Once the stability issues were addressed we had to examine query performance. We were getting some very mixed results on some queries and it took us a little while to determine the exact cause. We were seeing generally good performance, better than IDOL, but on some queries the system would just stall out and take between 3 and 5 seconds to respond. 

This is where we had to sacrifice some functionality. We have a unique identifier that is shared between several documents; when searching, we generally only want to see the data related to the unique identifier, however data from individual items is searchable as well. In both systems, this kind of grouping it is a piece of cake since we can easily group by a field value, however the culprit was getting facet counts based on this grouping. For some of the broader terms, the result sets returned were pretty large, somewhere around a million and Solr had to calculate facet counts based on groups which caused this delay. We had to get customer’s approval to turn off this functionality and were able to improve Solr’s performance at a slight loss in functionality. 

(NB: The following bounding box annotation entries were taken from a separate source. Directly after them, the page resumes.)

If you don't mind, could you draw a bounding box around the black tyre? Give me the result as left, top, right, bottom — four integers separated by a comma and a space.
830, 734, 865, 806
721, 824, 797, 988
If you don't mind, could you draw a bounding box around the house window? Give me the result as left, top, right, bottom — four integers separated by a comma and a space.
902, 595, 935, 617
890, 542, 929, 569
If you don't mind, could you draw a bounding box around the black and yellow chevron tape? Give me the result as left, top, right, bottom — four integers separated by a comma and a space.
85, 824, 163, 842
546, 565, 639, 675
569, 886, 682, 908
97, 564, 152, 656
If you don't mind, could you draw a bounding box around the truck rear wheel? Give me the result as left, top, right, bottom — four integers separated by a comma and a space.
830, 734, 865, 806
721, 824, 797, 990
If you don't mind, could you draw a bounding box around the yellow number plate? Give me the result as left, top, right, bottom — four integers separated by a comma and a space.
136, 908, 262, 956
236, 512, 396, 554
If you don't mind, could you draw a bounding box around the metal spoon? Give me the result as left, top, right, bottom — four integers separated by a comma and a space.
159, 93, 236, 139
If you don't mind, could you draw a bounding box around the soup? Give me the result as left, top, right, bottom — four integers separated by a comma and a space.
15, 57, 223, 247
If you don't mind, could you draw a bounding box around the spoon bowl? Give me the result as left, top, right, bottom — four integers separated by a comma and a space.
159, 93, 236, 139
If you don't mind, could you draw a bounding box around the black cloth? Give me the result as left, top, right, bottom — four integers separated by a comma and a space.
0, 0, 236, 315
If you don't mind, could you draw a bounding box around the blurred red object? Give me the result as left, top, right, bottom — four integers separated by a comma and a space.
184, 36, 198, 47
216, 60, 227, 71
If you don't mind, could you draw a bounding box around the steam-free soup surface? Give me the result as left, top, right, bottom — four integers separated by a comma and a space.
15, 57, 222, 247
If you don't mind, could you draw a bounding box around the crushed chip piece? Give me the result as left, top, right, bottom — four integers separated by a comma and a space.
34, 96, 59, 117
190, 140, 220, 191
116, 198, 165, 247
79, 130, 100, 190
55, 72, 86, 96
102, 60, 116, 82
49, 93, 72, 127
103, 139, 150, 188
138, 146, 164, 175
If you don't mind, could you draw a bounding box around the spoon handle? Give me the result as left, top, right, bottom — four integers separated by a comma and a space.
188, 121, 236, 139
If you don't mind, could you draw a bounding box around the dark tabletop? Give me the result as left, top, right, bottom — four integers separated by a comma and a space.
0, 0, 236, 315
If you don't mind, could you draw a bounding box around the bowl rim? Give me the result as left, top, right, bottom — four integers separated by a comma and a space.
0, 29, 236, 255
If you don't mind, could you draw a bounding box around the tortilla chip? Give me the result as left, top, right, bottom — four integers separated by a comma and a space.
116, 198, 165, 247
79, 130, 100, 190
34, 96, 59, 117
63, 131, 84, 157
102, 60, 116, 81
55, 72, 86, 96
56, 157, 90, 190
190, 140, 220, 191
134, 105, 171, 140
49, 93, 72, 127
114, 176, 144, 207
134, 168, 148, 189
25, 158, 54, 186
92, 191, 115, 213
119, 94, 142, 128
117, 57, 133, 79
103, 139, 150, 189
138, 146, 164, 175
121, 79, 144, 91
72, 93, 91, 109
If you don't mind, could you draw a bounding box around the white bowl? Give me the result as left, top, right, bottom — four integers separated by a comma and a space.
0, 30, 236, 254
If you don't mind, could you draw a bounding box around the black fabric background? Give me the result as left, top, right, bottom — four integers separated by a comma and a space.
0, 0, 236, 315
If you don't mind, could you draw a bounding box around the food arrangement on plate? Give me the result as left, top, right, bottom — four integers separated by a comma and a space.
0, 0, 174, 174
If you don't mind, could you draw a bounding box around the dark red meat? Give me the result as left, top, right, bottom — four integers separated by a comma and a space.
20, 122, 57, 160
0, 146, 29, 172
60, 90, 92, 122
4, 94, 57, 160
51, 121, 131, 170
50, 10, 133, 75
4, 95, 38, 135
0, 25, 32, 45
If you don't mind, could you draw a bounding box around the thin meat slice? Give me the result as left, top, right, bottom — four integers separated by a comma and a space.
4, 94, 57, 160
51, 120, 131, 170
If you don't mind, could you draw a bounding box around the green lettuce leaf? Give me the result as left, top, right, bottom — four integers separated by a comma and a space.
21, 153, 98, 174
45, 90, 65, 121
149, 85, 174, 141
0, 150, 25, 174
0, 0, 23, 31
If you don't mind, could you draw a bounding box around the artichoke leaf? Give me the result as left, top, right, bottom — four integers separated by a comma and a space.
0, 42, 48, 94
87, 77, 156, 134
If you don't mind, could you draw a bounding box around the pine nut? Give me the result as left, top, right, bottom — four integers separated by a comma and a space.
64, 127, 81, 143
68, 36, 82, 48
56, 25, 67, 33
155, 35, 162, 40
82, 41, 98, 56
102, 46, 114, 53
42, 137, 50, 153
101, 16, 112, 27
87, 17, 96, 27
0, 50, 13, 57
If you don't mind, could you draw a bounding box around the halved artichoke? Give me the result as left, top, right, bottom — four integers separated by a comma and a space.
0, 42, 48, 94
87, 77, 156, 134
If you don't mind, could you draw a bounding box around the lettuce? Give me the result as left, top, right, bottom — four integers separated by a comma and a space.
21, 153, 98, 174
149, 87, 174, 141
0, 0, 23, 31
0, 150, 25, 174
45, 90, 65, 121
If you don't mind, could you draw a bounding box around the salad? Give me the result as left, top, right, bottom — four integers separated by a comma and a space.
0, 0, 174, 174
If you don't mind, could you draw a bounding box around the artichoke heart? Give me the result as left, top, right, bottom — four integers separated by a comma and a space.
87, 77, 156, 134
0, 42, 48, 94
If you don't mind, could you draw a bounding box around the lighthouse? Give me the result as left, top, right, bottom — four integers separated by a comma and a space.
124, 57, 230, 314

We also measured system performance during Solr’s tests. I think it was worse than IDOL’s, the CPU utilization was never stable and resembled what I would imagine to be a crack head’s EKG chart.  JVM heap was configured at 32GB as well, totaling less than IDOL. I wish we could give it some more RAM, but due to garbage collection problems we were advised against it. 

In the end, we were able to shave off about ¼ of a second for almost all of our searches on average, which is a pretty tangible improvement in my opinion. However, we never went back to test IDOL’s performance without counting up facets based on groups, so I can’t say of certain which one is faster.
So here is my take on it. As far as performance goes, I think Solr is faster than IDOL 7, mainly because you can retrieve facets and results in the same query. However, as far as performance bang for the buck, I think IDOL does a much better job here. It’s hardware resource utilization is much more controlled and predictable. 

Additionally, I my personal belief is that SolrCloud automates too much which turns into a lack of flexibility and control. For example, in IDOL, we had direct control over which content servers will be processing requests. While in SolrCloud, requests for each shard are distributed among replicas in an unpredictable manner. Don’t get me wrong, I am all in favor of automation, but the control freak in me is screaming “NOOOOOOOO!!!!”. 

I know that there are a lot of elements missing here since query performance and system utilization is heavily dependent on data and types of queries and I didn’t share that information with you yet, but don’t worry, more info will be coming soon.